Mit Vergnügen höre ich Galen den Bau des menschlichen Körpers erörtern. Die Anatomie des Menschen, sagt er, entdeckt über 600 verschiedene Muskeln; und wer dieselben mit Fleiß betrachtet, findet, daß in jedem die Natur mindestens zehn verschiedene Umstände einander anpassen mußte, um den beabsichtigten Zweck zu erreichen: angemessene Gestalt, richtige Größe, rechte Zusammenstellung der verschiedenen Zwecke, höhere oder tiefere Stellung des Ganzen, geeignete Einführung der verschiedenen Nerven, Venen und Arterien, so daß in den Muskeln allein 6000 verschiedene Gesichtspunkte und Absichten geplant und ausgeführt werden mußten. Die Knochen berechnet er auf 284, die verschiedenen Zwecke, worauf der Bau eines jeden abzielt, auf vierzig. Welch wunderbarer Aufwand von Kunst selbst in diesen einfachen und gleichartigen Teilen? Betrachten wir die Haut, die Bänder, die Gefäße, die Drüsen, die Säfte, wie muß unser Erstaunen im Verhältnis zu der Zahl und Verwickelung so kunstvoll angepaßter Teile steigen. Je weiter wir in diesen Untersuchungen fortgehen, um so mehr entdecken wir neue Schauplätze von Kunst und Weisheit. In der Ferne lassen sich weitere Schauplätze jenseits des Bereichs unseres Blicks erspähen; in der feinern innern Struktur der Teile, in der Anlage des Gehirns, in dem Bau der Samengefäße. Alle diese kunstvollen Anlagen sind in jeder Tiergattung mit wunderbarer Mannigfaltigkeit und genauer Angemessenheit wiederholt, angemessen den verschiedenen Absichten der Natur in Bildung jeder Gattung. Und wenn selbst der ungläubige Galen, selbst als diese Naturwissenschaften noch unvollkommen waren, so redenden Erscheinungen nicht widerstehen konnte, zu welchem Gipfel hartnäckigen Eigensinns muß ein Philosoph dieser Zeit sich versteigen, der noch an einer höchsten Intelligenz zweifeln kann?

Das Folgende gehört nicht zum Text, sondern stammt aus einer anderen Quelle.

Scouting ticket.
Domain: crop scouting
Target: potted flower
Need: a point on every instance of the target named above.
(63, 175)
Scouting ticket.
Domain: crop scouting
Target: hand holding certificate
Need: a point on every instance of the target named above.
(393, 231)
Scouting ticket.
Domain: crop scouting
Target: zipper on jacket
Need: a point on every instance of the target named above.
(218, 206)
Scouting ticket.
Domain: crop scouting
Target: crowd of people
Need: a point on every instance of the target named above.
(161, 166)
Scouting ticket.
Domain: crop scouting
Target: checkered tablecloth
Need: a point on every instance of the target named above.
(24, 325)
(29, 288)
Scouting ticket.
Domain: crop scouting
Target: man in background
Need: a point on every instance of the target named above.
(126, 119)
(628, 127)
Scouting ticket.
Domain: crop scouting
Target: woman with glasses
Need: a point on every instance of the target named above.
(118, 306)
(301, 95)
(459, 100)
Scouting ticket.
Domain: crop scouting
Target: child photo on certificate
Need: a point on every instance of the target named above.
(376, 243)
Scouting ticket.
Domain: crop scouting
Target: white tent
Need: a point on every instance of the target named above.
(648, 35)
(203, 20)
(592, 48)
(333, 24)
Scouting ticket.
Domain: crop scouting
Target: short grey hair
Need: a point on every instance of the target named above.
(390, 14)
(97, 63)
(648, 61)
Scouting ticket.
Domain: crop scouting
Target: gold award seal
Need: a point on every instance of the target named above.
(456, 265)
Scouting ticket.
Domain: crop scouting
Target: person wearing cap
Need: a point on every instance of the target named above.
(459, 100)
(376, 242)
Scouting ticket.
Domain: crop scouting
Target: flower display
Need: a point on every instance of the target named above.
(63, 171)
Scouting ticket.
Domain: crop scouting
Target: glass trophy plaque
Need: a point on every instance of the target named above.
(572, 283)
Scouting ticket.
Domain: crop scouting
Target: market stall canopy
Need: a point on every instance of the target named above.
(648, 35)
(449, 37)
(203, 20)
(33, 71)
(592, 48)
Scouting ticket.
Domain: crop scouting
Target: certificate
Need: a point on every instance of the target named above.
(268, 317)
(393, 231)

Wenn ich einem Mann dieser Art begegnete (welche, Gott sei Dank, sehr selten sind), so würde ich ihn fragen, ob ein Gott, vorausgesetzt, daß er sich nicht unmittelbar unsern Sinnen offenbart, stärkere Beweise seines Daseins geben konnte, als in der ganzen Gestalt der Natur erscheinen? In der Tat, was könnte ein solches göttliches Wesen tun, als die vorliegende Anlage der Dinge nachbilden, viele seiner Kunstwerke so durchsichtig machen, daß kein Stumpfsinn sie mißverstehen könnte, Anzeichen von noch größeren Kunstwerken hineinlegen, welche seine wunderbare Erhabenheit über unsere engen Vorstellungen beweisen, und zugleich eine große Menge vor so unvollkommenen Geschöpfen ganz verbergen? Nun muß nach allen Regeln richtiger Beweisführung jede Tatsache für unzweifelhaft gelten, wenn sie durch alle Beweise, deren ihre Natur fähig ist, unterstützt wird, auch wenn diese Beweise an sich selbst nicht stark oder zwingend sind; wieviel mehr in dem vorliegenden Fall, wo keine menschliche Einbildung ihre Zahl berechnen und kein Verstand ihre Beweiskraft schätzen kann!

Ich füge, sagte Cleanthes, zu dem, was Ihr so wohl hervorgehoben habt, hinzu, daß ein großer Vorteil des theistischen Prinzips ist, daß es das einzige kosmogonische System ist, das verständlich und vollständig gemacht werden und durchaus eine starke Analogie mit dem, was wir täglich in der Welt sehen und erfahren, aufweisen kann. Die Vergleichung des Weltalls mit einer Maschine menschlicher Erfindung ist so naheliegend und natürlich, und ist durch so viel Fälle von Ordnung und Absicht in der Natur gerechtfertigt, daß sie unmittelbar jeder vorurteilsfreien Auffassung einleuchten und allgemeine Zustimmung gewinnen muß. Wer immer diese Theorie zu schwächen unternimmt, kann nicht hoffen, an ihrer Stelle eine andere, die genau und bestimmt ist, aufzurichten. Es muß ihm genügen, Zweifel und Schwierigkeiten zu erheben, und durch entfernte und abstrakte Betrachtung der Dinge die Suspension des Urteils zu erreichen, welche hier das äußerste Ziel der Wünsche ist. Aber abgesehen davon, daß dieser Zustand des Geistes in sich selbst unbefriedigend ist, kann er nie stetig aufrecht erhalten werden gegen so redende Erscheinungen, als uns beständig auf die religiöse Hypothese hinführen. Die menschliche Natur ist durch Stärke des Vorurteils imstande, einem falschen und absurden System mit hartnäckiger Beständigkeit anzuhangen; aber es ist, denke ich, absolut unmöglich, überhaupt kein System gegenüber einer auf starke und naheliegende Schlüsse, auf natürliche Neigung, auf frühe Erziehung gestützten Theorie festzuhalten oder zu verteidigen.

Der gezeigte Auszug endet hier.